Prism: Revealing Hidden Functional Clusters from Massive Instances in
Cloud Systems
- URL: http://arxiv.org/abs/2308.07638v1
- Date: Tue, 15 Aug 2023 08:34:54 GMT
- Title: Prism: Revealing Hidden Functional Clusters from Massive Instances in
Cloud Systems
- Authors: Jinyang Liu, Zhihan Jiang, Jiazhen Gu, Junjie Huang, Zhuangbin Chen,
Cong Feng, Zengyin Yang, Yongqiang Yang and Michael R. Lyu
- Abstract summary: We propose to infer functional clusters of instances, i.e., groups of instances having similar functionalities.
We first conduct a pilot study on a large-scale cloud system, Huawei Cloud, demonstrating that instances having similar functionalities share similar communication and resource usage patterns.
Motivated by these findings, we formulate the identification of functional clusters as a clustering problem and propose a non-intrusive solution called Prism.
- Score: 32.18320298895805
- License: http://creativecommons.org/licenses/by-nc-nd/4.0/
- Abstract: Ensuring the reliability of cloud systems is critical for both cloud vendors
and customers. Cloud systems often rely on virtualization techniques to create
instances of hardware resources, such as virtual machines. However,
virtualization hinders the observability of cloud systems, making it
challenging to diagnose platform-level issues.
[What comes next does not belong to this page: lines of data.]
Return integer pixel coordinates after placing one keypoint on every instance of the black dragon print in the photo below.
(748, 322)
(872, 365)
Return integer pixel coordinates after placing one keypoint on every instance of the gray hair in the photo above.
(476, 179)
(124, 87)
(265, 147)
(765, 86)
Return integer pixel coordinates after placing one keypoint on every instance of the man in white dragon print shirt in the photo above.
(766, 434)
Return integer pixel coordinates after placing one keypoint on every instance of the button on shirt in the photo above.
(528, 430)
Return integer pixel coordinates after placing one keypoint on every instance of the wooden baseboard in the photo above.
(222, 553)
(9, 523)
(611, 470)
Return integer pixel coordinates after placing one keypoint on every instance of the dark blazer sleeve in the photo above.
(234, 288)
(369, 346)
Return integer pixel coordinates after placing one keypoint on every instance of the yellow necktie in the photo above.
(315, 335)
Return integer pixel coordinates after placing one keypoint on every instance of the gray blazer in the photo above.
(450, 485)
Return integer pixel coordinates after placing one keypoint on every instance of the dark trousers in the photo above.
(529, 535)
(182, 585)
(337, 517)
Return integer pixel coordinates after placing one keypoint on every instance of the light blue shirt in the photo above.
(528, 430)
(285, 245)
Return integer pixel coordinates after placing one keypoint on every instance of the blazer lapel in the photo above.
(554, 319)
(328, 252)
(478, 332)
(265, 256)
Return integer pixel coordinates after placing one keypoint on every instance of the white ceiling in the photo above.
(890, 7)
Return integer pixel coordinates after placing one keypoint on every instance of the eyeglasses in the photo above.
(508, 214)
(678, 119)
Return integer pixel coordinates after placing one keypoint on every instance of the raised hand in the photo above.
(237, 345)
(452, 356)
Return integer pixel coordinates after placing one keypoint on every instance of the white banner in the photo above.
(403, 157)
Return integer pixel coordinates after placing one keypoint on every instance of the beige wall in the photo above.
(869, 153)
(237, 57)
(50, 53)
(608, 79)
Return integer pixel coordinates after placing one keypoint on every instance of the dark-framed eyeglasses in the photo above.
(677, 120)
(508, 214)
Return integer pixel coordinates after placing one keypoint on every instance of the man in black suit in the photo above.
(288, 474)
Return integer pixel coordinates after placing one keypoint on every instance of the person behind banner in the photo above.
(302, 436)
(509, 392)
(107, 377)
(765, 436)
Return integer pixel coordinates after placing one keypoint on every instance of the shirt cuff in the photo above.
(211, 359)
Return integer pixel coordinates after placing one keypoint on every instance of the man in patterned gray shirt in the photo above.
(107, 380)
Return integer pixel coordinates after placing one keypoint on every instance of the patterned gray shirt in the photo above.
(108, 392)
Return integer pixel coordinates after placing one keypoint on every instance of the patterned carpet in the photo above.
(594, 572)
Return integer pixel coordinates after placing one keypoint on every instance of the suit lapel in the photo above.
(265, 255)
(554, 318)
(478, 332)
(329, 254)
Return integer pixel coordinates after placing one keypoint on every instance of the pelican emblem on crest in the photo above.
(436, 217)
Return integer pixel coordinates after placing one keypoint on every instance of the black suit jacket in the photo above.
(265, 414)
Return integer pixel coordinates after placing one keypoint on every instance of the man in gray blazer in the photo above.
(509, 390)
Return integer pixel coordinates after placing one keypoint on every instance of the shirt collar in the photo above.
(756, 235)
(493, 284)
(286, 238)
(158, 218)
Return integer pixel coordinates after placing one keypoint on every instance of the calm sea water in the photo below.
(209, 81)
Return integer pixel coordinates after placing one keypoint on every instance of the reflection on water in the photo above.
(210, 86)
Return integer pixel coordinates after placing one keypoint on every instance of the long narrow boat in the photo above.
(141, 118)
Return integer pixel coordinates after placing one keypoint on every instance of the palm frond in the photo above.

To improve system observability,
we propose to infer functional clusters of instances, i.e., groups of instances
having similar functionalities. We first conduct a pilot study on a large-scale
cloud system, i.e., Huawei Cloud, demonstrating that instances having similar
functionalities share similar communication and resource usage patterns.
Motivated by these findings, we formulate the identification of functional
clusters as a clustering problem and propose a non-intrusive solution called
Prism. Prism adopts a coarse-to-fine clustering strategy. It first partitions
instances into coarse-grained chunks based on communication patterns. Within
each chunk, Prism further groups instances with similar resource usage patterns
to produce fine-grained functional clusters. Such a design reduces noises in
the data and allows Prism to process massive instances efficiently. We evaluate
Prism on two datasets collected from the real-world production environment of
Huawei Cloud. Our experiments show that Prism achieves a v-measure of ~0.95,
surpassing existing state-of-the-art solutions. Additionally, we illustrate the
integration of Prism within monitoring systems for enhanced cloud reliability
through two real-world use cases.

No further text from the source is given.